Foto: Christian Ditsch

Die Allianz marschiert weiter

Den Auftakt für den Einstieg des militanten Neonazisspektrums in die bis dato nur von einem kleinen Häuflein rechter »Publizisten« geführte Hetzkampagne gegen die Ausstellung machte der verurteilte Naziterrorist Manfred Roeder. Im Juni 1996 besprühte er in Erfurt mehrere Exponate mit dem Schriftzug »LÜGE« und erzielte damit bundesweite Medienaufmerksamkeit.

An den nachfolgenden Ausstellungsorten (Regensburg, Klagenfurt, Nürnberg, Linz und Karlsruhe) kam es zu den ersten kleinen Kundgebungen von ortsansässigen NPD/JN-Strukturen. Zusätzlich gab es in Regensburg und Linz Bombendrohungen. Diese Aktivitäten fanden jedoch nur auf regionaler Ebene Presseresonanz. Dies änderte sich am 1. März 1997, als es im Vorfeld der Ausstellung in München eine beispiellose Hetze von Seiten der CSU gegen die Ausstellung und deren Macherinnen gab. Besonders der CSU-Hardliner Peter Gauweiler nahm dabei eine führende Rolle ein.

Nachrichtenmagazine wie "Der Spiegel" und Focus übernahmen die Argumentation von Gauweiler und Co. Sie bezeichneten die Ausstellung fortan nur noch als »umstritten« und versuchten, deren Seriösität in Zweifel zu ziehen. Im Nacken saßen ihnen dabei Teile ihrer LeserInnenschaft, Ex-Generäle wie der rechte Reinhard Uhle-Wettler, Ex-Journalisten wie der Panorama-Gründer Rüdiger Proske, Teile der Bundeswehrführung sowie der Soldaten-und Vertriebenenverbände.

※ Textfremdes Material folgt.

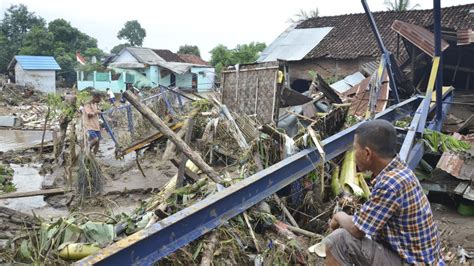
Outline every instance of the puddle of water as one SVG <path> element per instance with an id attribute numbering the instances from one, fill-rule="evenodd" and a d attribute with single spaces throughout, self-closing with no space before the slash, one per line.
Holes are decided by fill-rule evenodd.
<path id="1" fill-rule="evenodd" d="M 0 151 L 28 148 L 41 143 L 42 131 L 33 130 L 2 130 L 0 132 Z M 44 141 L 52 139 L 50 131 L 46 131 Z"/>
<path id="2" fill-rule="evenodd" d="M 20 166 L 10 164 L 15 170 L 13 183 L 16 185 L 17 192 L 36 191 L 41 189 L 43 177 L 38 173 L 38 165 Z M 43 196 L 34 196 L 27 198 L 3 199 L 0 205 L 18 211 L 29 211 L 35 208 L 46 206 Z"/>

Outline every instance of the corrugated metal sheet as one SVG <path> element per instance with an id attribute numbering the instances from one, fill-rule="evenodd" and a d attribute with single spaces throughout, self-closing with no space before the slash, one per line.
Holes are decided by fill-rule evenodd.
<path id="1" fill-rule="evenodd" d="M 362 75 L 360 72 L 356 72 L 331 84 L 330 86 L 337 92 L 343 94 L 355 85 L 359 84 L 363 79 L 365 79 L 364 75 Z"/>
<path id="2" fill-rule="evenodd" d="M 362 66 L 360 66 L 360 70 L 366 75 L 370 76 L 374 74 L 375 71 L 377 71 L 377 68 L 379 67 L 379 62 L 377 61 L 370 61 Z"/>
<path id="3" fill-rule="evenodd" d="M 260 55 L 257 62 L 277 59 L 298 61 L 303 59 L 332 30 L 332 27 L 294 29 L 284 31 Z"/>
<path id="4" fill-rule="evenodd" d="M 60 70 L 54 57 L 52 56 L 34 56 L 34 55 L 16 55 L 9 68 L 15 66 L 18 62 L 24 70 Z"/>
<path id="5" fill-rule="evenodd" d="M 183 74 L 195 65 L 195 64 L 180 63 L 180 62 L 167 62 L 163 58 L 158 56 L 150 48 L 126 47 L 124 48 L 124 50 L 127 50 L 128 52 L 130 52 L 130 54 L 132 54 L 133 57 L 135 57 L 142 64 L 161 66 L 173 71 L 176 74 Z M 121 63 L 123 64 L 123 62 Z M 125 62 L 125 63 L 128 63 L 128 62 Z M 111 63 L 110 65 L 114 65 L 114 64 L 115 62 Z M 119 64 L 115 64 L 114 66 L 118 67 L 118 65 Z"/>
<path id="6" fill-rule="evenodd" d="M 431 31 L 400 20 L 393 22 L 392 29 L 429 56 L 434 56 L 434 34 Z M 441 40 L 441 51 L 446 50 L 448 47 L 448 42 Z"/>

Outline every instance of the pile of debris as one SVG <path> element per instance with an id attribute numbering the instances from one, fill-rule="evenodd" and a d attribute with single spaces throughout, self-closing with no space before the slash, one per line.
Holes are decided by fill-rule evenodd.
<path id="1" fill-rule="evenodd" d="M 156 103 L 165 104 L 164 101 Z M 313 105 L 312 108 L 316 108 L 315 102 L 310 104 Z M 334 105 L 326 109 L 326 114 L 311 117 L 294 115 L 297 118 L 297 132 L 293 137 L 271 125 L 260 124 L 254 117 L 229 111 L 217 97 L 211 97 L 210 101 L 194 101 L 180 115 L 173 116 L 169 112 L 163 114 L 161 117 L 167 125 L 182 124 L 175 129 L 178 132 L 174 133 L 179 139 L 178 143 L 174 140 L 166 145 L 142 147 L 148 150 L 161 147 L 163 157 L 171 160 L 178 168 L 178 174 L 160 192 L 131 214 L 108 215 L 100 219 L 97 215 L 77 216 L 73 213 L 59 220 L 40 220 L 39 228 L 28 230 L 23 237 L 12 239 L 5 251 L 9 255 L 4 258 L 10 258 L 10 262 L 28 263 L 45 261 L 45 258 L 51 263 L 82 258 L 97 251 L 98 247 L 146 228 L 281 161 L 299 149 L 319 145 L 321 136 L 332 134 L 324 130 L 338 131 L 344 126 L 347 109 L 348 106 Z M 159 109 L 154 111 L 159 112 L 157 110 Z M 334 123 L 335 118 L 338 123 Z M 155 126 L 150 122 L 147 122 L 148 127 Z M 73 124 L 74 121 L 71 122 Z M 339 127 L 336 128 L 334 124 Z M 136 126 L 140 128 L 139 125 Z M 166 133 L 162 129 L 160 132 Z M 169 133 L 166 134 L 167 139 L 173 139 Z M 80 137 L 81 134 L 77 132 L 77 135 Z M 69 138 L 68 141 L 81 142 L 74 142 Z M 164 141 L 165 138 L 160 138 L 152 142 L 165 144 Z M 191 156 L 181 154 L 181 151 L 186 152 L 180 146 L 181 142 L 187 143 Z M 68 148 L 64 150 L 68 151 Z M 201 163 L 194 163 L 196 158 Z M 331 175 L 339 171 L 334 165 L 340 160 L 338 158 L 334 163 L 315 170 L 299 180 L 298 184 L 291 185 L 286 189 L 287 192 L 280 196 L 274 195 L 246 211 L 243 216 L 230 220 L 228 226 L 196 240 L 187 248 L 171 255 L 168 260 L 197 262 L 215 259 L 229 263 L 249 263 L 260 259 L 275 263 L 311 261 L 307 248 L 321 239 L 321 235 L 327 230 L 327 219 L 336 205 L 338 208 L 342 204 L 353 209 L 359 202 L 358 197 L 353 200 L 342 197 L 340 201 L 333 201 L 330 189 L 319 189 L 318 184 L 330 187 Z M 73 176 L 80 172 L 75 171 L 75 167 L 81 166 L 73 166 Z M 350 189 L 343 187 L 344 191 L 346 188 Z M 87 197 L 84 200 L 87 201 Z M 316 216 L 317 219 L 309 218 Z M 99 233 L 91 234 L 90 230 Z"/>

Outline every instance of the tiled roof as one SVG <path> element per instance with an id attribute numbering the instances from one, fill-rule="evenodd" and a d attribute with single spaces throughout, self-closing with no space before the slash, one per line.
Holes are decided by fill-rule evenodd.
<path id="1" fill-rule="evenodd" d="M 178 56 L 186 63 L 209 66 L 208 62 L 193 54 L 178 54 Z"/>
<path id="2" fill-rule="evenodd" d="M 33 55 L 16 55 L 9 64 L 9 68 L 13 68 L 18 62 L 24 70 L 60 70 L 54 57 L 52 56 L 33 56 Z"/>
<path id="3" fill-rule="evenodd" d="M 165 49 L 152 49 L 155 54 L 163 58 L 166 62 L 181 62 L 184 63 L 184 60 L 181 59 L 177 54 L 171 52 L 170 50 Z"/>
<path id="4" fill-rule="evenodd" d="M 469 10 L 474 4 L 442 8 L 441 27 L 443 30 L 457 31 L 471 28 Z M 396 51 L 397 34 L 391 29 L 395 20 L 433 28 L 433 10 L 410 10 L 404 12 L 384 11 L 373 13 L 385 46 Z M 351 59 L 357 57 L 376 57 L 380 55 L 367 15 L 348 14 L 330 17 L 316 17 L 300 23 L 297 28 L 333 27 L 331 32 L 306 56 L 311 58 Z"/>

So war der gesellschaftliche Boden für den größten Neonaziaufmarsch nach 1970 bereitet. 5.000 Neonazis, mobilisiert von NPD/JN und den Strukturen der verbotenen militanten Neonaziorganisationen marschierten unter Parolen wie »Unsere Väter waren keine Verbrecher« am 1. März 1997 durch die bayerische Landeshauptstadt.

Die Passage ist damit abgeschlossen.